My favorite quote in the video
S2 cells distort quite heavily depending on which part of the globe you're mapping.
Then we can say if you need a package collecting at address X, there are usually Y available couriers within Z distance. Combine that with a road mapping/traffic API and you're done.
https://github.com/uber/h3/issues/258
(Note: by "massively" I mean pushing it to O(1) for the fundamental coordinate operations. So, perhaps read that as "most massively".)
Which is it - an inaccurate image, and the system is really hexagon-based, or does the system also use pentagons? My guess is that it is actually all hexagon-based since the overlap between granularity is already only approximate.
Which isn't to say that you couldn't tile the planet with triangles, but they point out that the consistent relationship between neighboring hexagon tiles is useful:
>Using a hexagon as the cell shape is critical for H3. As depicted in Figure 6, hexagons have only one distance between a hexagon centerpoint and its neighbors’, compared to two distances for squares or three distances for triangles. This property greatly simplifies performing analysis and smoothing over gradients.
As you noticed, you can't divide a hexagon into 7 regular hexagons either. But it's apparently close enough:
>H3 supports sixteen resolutions. Each finer resolution has cells with one seventh the area of the coarser resolution. Hexagons cannot be perfectly subdivided into seven hexagons, so the finer cells are only approximately contained within a parent cell.
Now that image sensors and e.g. smartphone displays are very high resolution, and most content ends up going through multiple resampling routines on its way from capture -> storage/processing -> display, I would love to see people start to experiment with hexagon-grid cameras and displays. The slightly more complicated resampling wouldn’t really be a big deal for modern DSP hardware, and the visual output could be significantly better for the same pixel count.
It should be possible to turn this projection into quite a nice 3D printable model. Challenging, though. Probably one could try to split the sphere into equal hexagons for printing and then assemble.
(I mention it mostly because I think it's an interesting little mathematical factoid.)
This can be nicer in some cases: the edge case your hexagon-grid algorithms have to deal with is having a hexagon with one of the same neighbors twice, instead of needing to worry about pentagons per se.

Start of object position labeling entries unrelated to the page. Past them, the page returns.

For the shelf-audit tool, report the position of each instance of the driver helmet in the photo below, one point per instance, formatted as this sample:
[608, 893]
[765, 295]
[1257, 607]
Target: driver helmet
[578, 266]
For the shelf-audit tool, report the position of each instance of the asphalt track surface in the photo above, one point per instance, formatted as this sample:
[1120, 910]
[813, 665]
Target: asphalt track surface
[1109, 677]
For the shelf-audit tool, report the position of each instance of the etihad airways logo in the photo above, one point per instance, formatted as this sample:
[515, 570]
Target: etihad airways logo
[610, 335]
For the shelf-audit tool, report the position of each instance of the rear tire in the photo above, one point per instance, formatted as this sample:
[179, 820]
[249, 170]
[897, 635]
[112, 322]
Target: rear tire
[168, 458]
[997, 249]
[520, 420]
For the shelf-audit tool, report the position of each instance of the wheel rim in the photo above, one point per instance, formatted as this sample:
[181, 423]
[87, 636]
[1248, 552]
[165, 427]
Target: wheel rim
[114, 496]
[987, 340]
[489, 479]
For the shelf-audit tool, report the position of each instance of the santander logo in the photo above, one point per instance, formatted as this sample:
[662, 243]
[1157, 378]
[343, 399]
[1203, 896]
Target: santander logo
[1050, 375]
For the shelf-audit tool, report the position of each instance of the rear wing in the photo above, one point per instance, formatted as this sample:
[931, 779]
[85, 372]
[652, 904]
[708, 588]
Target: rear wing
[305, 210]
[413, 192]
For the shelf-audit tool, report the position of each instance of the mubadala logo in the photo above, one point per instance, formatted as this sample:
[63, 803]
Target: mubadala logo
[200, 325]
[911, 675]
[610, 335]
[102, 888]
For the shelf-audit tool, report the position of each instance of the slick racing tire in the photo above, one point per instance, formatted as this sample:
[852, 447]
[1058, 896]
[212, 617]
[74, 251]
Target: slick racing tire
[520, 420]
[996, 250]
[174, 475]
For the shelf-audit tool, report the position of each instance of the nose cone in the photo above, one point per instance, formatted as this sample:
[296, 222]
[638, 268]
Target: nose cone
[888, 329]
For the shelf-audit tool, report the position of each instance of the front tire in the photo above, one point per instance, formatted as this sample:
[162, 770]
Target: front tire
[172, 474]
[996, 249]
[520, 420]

I had analogous experiences every time I asked a question there. One would ask a very clear question like, say, "how do I print to stdout in C?" And the first or second answer you get is inevitably about taking input from stdin. Or polymorphism.
The nice thing about S2 is that is subdivides cleanly: A square can be composed of smaller squares while hexagons can't be. This property makes S2 much more broadly useful for a bigger range of applications.
In H3, each hierarchical level of hexagon doesn't fit cleanly in the one below. For Uber's uses, this is acceptable because hexagons have more uniform adjacency but the "zoom in and out" math is pretty gnarly.
But even S2 had the funkyness of first mapping a sphere to a cube. They're both fairly interesting to read up on.
square and triangle are weird for distance, maybe. but they can all hold precise subdivisions of the shape inside each other. hexagon "bleed", so why exactly they boast so many times in the article that h3 is so great for nesting different details levels? even their diagrams show very bad bleeding (worse than it should be if optimized) and they never mention it on this summary.